To ask the Secretary of State for the Home Department, what steps the Government is taking to protect UK (a) nationals and (b) residents from cyberattacks and malicious hacking through the use of spyware by the Government of Bahrain.


Answered by
Tom Tugendhat Portrait
Tom Tugendhat
Minister of State (Home Office) (Security)
This question was answered on 20th February 2023

The UK’s National Cyber Strategy commits us to countering the proliferation of high-end cyber capabilities and reducing the opportunity for states and organised crime groups to access them via commercial and criminal marketplaces, as well as tackling forums that enable, facilitate, or glamorise cyber criminality.

The National Cyber Security Centre (NCSC) does not routinely avow details of its assessments of the capabilities of foreign governments.

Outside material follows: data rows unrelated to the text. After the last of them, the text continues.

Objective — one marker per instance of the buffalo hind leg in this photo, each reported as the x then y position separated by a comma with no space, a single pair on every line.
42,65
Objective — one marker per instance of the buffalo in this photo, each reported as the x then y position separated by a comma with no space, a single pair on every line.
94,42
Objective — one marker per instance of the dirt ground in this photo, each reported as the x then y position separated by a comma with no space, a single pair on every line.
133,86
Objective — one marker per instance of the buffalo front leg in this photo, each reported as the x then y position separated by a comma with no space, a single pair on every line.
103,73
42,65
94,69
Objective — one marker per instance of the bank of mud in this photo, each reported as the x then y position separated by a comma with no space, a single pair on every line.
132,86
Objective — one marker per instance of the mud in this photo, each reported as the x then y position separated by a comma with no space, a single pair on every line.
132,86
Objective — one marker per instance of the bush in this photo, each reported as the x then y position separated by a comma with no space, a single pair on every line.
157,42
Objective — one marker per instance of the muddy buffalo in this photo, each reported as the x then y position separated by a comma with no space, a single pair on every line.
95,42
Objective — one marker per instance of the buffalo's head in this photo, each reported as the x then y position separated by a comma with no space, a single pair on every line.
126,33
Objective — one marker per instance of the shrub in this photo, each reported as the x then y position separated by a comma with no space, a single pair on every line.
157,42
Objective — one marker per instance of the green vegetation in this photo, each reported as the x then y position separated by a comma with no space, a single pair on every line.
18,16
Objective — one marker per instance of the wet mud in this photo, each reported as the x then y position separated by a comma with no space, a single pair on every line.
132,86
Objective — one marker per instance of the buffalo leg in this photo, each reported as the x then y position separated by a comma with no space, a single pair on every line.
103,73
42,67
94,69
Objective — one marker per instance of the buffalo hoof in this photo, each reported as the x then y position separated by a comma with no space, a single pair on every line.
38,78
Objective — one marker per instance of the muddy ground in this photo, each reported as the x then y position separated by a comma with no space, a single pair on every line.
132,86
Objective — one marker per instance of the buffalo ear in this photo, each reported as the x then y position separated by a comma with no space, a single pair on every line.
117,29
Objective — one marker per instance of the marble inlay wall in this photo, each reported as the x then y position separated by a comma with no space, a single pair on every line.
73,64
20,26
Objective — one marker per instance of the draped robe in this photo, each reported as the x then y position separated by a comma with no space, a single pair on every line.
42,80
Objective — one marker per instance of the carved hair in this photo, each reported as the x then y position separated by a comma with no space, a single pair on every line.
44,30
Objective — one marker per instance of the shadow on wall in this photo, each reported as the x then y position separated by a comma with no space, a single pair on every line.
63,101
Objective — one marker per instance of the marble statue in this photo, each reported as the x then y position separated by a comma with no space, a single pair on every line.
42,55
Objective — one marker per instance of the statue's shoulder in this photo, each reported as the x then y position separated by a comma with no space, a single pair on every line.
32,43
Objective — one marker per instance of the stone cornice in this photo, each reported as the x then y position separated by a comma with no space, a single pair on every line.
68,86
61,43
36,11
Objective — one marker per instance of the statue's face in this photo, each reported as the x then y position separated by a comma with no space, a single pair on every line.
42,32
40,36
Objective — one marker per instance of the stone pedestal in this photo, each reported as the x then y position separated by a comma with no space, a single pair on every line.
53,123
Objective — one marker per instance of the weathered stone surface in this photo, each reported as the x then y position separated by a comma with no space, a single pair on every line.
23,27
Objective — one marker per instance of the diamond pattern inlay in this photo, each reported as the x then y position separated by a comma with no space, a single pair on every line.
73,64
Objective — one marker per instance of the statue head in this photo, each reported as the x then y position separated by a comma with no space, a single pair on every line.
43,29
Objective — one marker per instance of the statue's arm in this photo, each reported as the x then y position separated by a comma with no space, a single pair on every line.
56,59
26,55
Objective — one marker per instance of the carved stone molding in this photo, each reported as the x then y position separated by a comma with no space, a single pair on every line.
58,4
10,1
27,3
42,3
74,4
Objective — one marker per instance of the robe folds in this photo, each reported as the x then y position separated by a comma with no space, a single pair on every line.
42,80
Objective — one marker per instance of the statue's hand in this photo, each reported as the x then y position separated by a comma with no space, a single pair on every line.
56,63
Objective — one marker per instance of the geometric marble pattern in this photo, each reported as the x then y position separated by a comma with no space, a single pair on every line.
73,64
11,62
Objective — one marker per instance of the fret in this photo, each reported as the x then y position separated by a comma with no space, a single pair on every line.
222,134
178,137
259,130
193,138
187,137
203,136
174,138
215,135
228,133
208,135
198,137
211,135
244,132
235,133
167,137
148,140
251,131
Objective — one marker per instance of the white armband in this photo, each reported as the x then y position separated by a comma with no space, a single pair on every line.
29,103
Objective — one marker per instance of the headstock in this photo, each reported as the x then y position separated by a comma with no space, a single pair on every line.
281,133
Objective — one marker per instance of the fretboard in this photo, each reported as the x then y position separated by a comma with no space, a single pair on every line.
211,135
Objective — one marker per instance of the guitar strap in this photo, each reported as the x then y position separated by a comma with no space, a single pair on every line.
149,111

However, the cyber security of individuals and organisations is a high priority for the Government. The government is delivering a strategic programme of work to prevent attacks reaching citizens and organisations at scale. This includes a range of interventions such as identifying and removing malicious websites, building a national data sharing capability to enable industry to block malicious websites and attacks, advising banks of stolen customer credentials to enable them to protect their customers, and work to improve the resilience of UK telecoms networks.

Opportunities for malicious actors have increased in line with improvements in connectivity and our growing reliance on digital services. At the same time, barriers to entry have fallen, granting those who were formerly unable the capability to conduct attacks. Government is continually learning from these incidents to further refine and improve our defences and incident management processes.

With respect to spyware specifically, it is vital that all cyber capabilities are used in ways that are legal, responsible and proportionate to ensure cyberspace remains a safe and prosperous place for everyone. The UK currently considers public attribution of cyber attacks on a case-by-case basis, and has shown that we attribute malicious cyber activity where we believe it is in the best interests of the UK to do so.